[QUOTE=mks57]
From the BBC:
Eagle to patrol Italian airport
It’s a golden eagle that can lift 40lb. That puts many dogs at risk. The airport bought the eagle to deal with a fox problem.
[/QUOTE]
You can’t believe everything you see in print.
There’s a huge difference between what a raptor can kill, and what it can carry away. The realities of physics and aerodynamics prevent these birds from carrying much more than about half their body weight.
A large female golden eagle might weigh 15 pounds, so anything larger than at most eight or ten pounds might be killed then dragged along the ground, but not carried away. Forty pounds is clearly an exageration.
The harpy eagle Colibri mentions might max out at 20 pounds, and apparently routinely preys upon sloths in the 10 pound range. She can pick one out of a tree, and carry it to a perch to consume it. But at that extreme size range, the resulting flight will be mostly lateral, and slightly downward-- not up, up, and away.
Golden eagles are sometimes flown by falconers on game up to the size of (small) deer. Again, their ability to kill something is not nearly matched by an ability to carry it away.
Regardless, attacks by various raptors on domestic animals remain quite rare. They (the cats and dogs) just don’t fit the proper prey profile.

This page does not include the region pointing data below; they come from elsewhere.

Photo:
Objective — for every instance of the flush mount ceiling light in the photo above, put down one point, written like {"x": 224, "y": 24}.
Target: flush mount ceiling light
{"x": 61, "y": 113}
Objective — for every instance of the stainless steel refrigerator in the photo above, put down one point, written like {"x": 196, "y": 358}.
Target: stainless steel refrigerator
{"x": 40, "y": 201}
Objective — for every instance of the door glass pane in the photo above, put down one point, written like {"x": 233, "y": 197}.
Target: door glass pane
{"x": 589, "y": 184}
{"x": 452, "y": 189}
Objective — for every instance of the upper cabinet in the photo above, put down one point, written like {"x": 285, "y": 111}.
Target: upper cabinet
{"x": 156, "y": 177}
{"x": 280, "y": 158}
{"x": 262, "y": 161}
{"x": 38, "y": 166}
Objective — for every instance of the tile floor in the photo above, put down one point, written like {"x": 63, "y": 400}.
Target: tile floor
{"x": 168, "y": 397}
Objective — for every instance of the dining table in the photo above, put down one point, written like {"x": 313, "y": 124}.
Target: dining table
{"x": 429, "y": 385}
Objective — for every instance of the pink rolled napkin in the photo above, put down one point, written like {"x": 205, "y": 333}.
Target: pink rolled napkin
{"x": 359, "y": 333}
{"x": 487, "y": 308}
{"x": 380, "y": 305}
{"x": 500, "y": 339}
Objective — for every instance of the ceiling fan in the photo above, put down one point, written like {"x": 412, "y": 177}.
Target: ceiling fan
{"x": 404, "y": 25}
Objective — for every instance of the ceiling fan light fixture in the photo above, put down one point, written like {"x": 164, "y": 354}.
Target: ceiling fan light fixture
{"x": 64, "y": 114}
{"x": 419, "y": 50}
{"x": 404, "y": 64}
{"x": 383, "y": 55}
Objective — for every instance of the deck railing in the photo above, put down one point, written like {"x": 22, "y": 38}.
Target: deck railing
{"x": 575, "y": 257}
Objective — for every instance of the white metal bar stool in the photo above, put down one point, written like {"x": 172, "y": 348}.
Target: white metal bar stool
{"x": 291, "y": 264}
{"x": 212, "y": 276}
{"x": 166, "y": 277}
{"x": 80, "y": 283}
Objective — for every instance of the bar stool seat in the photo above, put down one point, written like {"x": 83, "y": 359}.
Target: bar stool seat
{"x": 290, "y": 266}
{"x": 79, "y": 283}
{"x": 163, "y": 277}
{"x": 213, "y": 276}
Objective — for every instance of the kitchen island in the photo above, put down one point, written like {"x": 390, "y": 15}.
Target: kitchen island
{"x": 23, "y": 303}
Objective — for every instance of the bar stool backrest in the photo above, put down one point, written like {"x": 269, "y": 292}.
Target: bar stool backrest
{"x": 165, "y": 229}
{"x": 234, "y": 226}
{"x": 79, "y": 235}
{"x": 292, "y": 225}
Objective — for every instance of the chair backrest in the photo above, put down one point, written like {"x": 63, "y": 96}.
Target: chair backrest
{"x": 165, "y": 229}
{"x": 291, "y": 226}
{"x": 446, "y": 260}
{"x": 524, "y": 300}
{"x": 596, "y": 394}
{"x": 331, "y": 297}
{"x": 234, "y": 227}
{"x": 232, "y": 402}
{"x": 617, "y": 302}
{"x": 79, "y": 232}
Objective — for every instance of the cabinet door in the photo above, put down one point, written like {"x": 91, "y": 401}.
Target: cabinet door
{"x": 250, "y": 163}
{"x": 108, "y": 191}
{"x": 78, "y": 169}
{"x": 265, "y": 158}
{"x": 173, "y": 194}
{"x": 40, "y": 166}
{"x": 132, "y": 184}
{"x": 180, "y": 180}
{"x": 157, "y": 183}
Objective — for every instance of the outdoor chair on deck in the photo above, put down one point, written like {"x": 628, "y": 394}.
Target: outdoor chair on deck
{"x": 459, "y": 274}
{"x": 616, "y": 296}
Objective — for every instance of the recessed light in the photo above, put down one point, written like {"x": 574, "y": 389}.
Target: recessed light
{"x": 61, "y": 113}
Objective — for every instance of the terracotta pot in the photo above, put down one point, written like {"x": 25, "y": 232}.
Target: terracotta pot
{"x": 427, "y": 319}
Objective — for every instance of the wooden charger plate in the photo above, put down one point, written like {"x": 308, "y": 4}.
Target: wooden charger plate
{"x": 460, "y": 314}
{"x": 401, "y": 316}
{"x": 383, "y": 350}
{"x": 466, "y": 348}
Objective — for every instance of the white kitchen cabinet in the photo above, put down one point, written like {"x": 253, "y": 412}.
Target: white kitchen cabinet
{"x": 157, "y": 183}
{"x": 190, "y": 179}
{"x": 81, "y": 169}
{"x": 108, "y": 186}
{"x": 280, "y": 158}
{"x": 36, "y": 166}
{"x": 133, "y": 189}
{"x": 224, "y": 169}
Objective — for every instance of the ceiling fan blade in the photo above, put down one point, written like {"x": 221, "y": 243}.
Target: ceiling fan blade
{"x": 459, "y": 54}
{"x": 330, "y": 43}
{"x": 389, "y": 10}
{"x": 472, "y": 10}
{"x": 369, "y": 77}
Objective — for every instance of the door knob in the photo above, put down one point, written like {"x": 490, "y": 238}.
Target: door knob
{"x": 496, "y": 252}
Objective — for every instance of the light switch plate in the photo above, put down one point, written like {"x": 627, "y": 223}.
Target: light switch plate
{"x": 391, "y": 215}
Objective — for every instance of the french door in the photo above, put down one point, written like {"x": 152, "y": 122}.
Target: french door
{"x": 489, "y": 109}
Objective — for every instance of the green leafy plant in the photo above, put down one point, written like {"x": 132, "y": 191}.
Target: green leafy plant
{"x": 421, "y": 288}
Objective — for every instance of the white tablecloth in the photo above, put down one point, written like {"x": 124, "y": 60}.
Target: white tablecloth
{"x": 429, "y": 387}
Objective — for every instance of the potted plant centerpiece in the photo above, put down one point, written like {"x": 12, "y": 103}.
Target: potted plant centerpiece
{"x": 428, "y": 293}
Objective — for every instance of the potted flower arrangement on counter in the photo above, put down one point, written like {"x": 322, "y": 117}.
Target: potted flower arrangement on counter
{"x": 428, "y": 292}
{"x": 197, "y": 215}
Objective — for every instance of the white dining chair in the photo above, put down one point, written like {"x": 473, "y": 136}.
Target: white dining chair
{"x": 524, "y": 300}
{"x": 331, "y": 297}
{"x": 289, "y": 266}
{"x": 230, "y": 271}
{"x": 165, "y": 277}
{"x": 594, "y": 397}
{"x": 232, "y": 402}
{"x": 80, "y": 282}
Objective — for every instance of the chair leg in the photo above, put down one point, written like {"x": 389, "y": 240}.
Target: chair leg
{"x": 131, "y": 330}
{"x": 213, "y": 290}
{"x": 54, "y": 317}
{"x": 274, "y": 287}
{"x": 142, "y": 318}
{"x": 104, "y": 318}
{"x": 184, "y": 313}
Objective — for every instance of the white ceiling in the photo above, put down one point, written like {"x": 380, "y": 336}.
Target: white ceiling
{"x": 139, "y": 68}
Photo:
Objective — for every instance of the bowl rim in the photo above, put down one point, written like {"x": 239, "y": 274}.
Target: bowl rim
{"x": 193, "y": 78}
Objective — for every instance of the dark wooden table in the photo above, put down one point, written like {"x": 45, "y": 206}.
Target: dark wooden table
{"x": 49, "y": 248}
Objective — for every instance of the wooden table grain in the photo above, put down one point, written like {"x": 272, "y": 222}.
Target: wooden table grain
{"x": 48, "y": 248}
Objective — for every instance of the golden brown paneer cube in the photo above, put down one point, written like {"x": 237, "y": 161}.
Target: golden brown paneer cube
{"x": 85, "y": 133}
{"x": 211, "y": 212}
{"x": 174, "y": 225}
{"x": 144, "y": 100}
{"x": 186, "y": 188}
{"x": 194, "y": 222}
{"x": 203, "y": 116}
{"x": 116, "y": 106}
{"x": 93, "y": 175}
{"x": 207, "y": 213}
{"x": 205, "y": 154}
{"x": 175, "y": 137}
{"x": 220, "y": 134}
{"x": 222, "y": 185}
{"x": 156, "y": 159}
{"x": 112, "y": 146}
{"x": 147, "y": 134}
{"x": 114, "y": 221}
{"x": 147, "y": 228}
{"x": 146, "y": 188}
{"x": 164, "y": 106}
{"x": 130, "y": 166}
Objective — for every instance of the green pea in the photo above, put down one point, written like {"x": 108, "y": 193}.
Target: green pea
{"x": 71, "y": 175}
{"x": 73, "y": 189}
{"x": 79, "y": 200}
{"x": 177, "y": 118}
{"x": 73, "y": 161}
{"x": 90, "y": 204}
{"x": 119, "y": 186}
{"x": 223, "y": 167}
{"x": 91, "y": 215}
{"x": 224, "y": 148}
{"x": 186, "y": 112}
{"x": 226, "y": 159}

BarnOwl, I would hardly think that shooting squirrels to appease the appetite of a bird of prey would confer much protection on your dog. Instead, you’ll end up with an habituated raptor who focuses on a specific and highly productive hunting territory. Your yard. What do you think is going to happen when the supply of squirrels dries up?
Squirrels are the upper size limit for red shouldered hawks (smaller than red tailed hawks). The red shoulder would patiently sit in your tree for hours, awaiting just the right chance to ambush a squirrel that momentarily drops its guard. It would not involve itself in any lengthy chase scenario, going round and round the tree or otherwise making its intentions obvious. But actively hunting by ambush for a squirrel that is alert and wary is quite different from accepting an opportunity to immediately take one that is injured and crippled by intervention of your pellet gun.